Now that we have our model and dataloaders ready, let's create our loss criterion and optimizer objects.

In [19]:
# loss and optim
loss_fn = torch.nn.CrossEntropyLoss()
optimizer = torch.optim.SGD(model.parameters(), lr=5e-3, momentum=0.9, weight_decay=1e-4)

Finally, let's create our `Finetuner` object to perform one epoch of training. This object handles training and validaton, as well as performing extensive timings on the network. 

In [20]:
from utils import Finetuner

# initialize the finetuner
finetuner = Finetuner(
    model,
    optimizer,
    schedular=None, # we could pass an lr schedular here. no need for this example.
    loss_fn=loss_fn,
    log_freq=1, # how often to log (in batches). 1 means that it will log after processing every batch.
    save_freq=1, # how often to save the checkpoint (in epochs). 1 means that it will save a checkpoint after each epoch.
    logger=logger
).finetune(train_loader, test_loader, epochs=1)

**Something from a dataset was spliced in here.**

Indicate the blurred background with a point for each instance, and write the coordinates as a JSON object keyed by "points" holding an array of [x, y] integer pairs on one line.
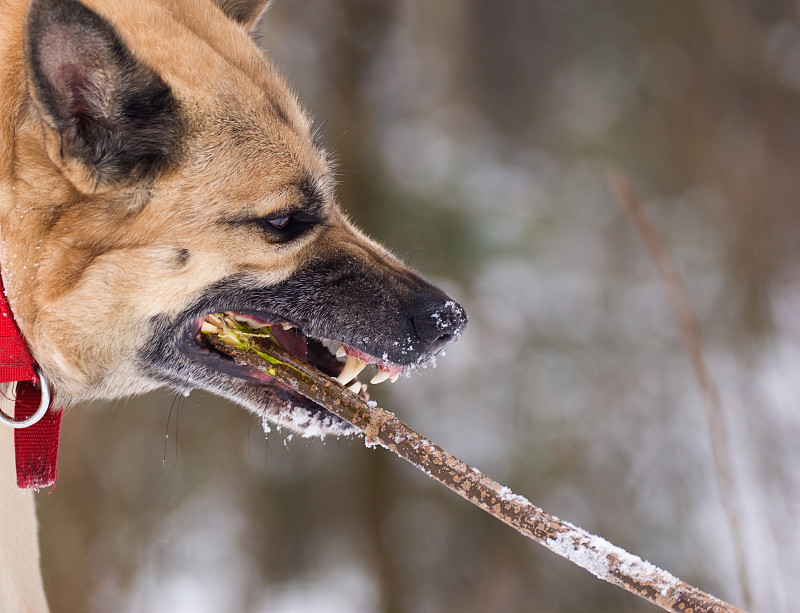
{"points": [[475, 139]]}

[Train] Epoch 1, Step 1: loss=2.7053, acc=0.0820
Timings: avg_end_to_end_forward=11.1022, avg_end_to_end_backward=11.5243, avg_end_to_end_minibatch=22.6428, avg_module_forward_sum=6.9712, avg_module_backward_sum=7.5827
[Train] Epoch 1, Step 2: loss=2.6545, acc=0.0898
Timings: avg_end_to_end_forward=11.0292, avg_end_to_end_backward=11.3527, avg_end_to_end_minibatch=22.3985, avg_module_forward_sum=6.9279, avg_module_backward_sum=7.5711
[Train] Epoch 1, Step 3: loss=2.5691, acc=0.0924
Timings: avg_end_to_end_forward=11.0056, avg_end_to_end_backward=11.2854, avg_end_to_end_minibatch=22.3066, avg_module_forward_sum=6.9138, avg_module_backward_sum=7.5587
[Train] Epoch 1, Step 4: loss=2.4842, acc=0.1113
Timings: avg_end_to_end_forward=10.9948, avg_end_to_end_backward=11.2466, avg_end_to_end_minibatch=22.2568, avg_module_forward_sum=6.9054, avg_module_backward_sum=7.5530
[Train] Epoch 1, Step 5: loss=2.3990, acc=0.1437
Timings: avg_end_to_end_forward=10.9984, avg_end_to_end_backward=11.2293, a

Notice that in addition to the loss and accuracy metrics, this script also reports the time spent in each part of the process. The timings include:

- `avg_end_to_end_forward`: the average time spent in the forward pass, i.e., the model(inputs) line.
- `avg_end_to_end_backward`: the average time spent in the backward pass, i.e., the loss.backward() line.
- `avg_end_to_end_minibatch`: the average time spent processing a minibatch. This includes forward pass, backward pass, loss calculation, optimization step, etc. Note that loading the data into memory is not included.
- `avg_module_forward_sum`: the average time spent in the forward function of the modules torch.nn.Linear, torch.nn.Conv2d, SparseLinear, and SparseConv2d.
- `avg_module_backward_sum`: the average time spent in the backward function of the modules torch.nn.Linear, torch.nn.Conv2d, SparseLinear, and SparseConv2d.


## Conclusion

In this notebook we provided step-by-step examples of how to benefit from *SparseProp*'s sparse implementation for speeding-up a single layer, as well as an entire network. For the latter, we took a 95% uniform sparse ResNet18 model (pretrained on ImageNet), and fine-tuned it on the ImageNette dataset.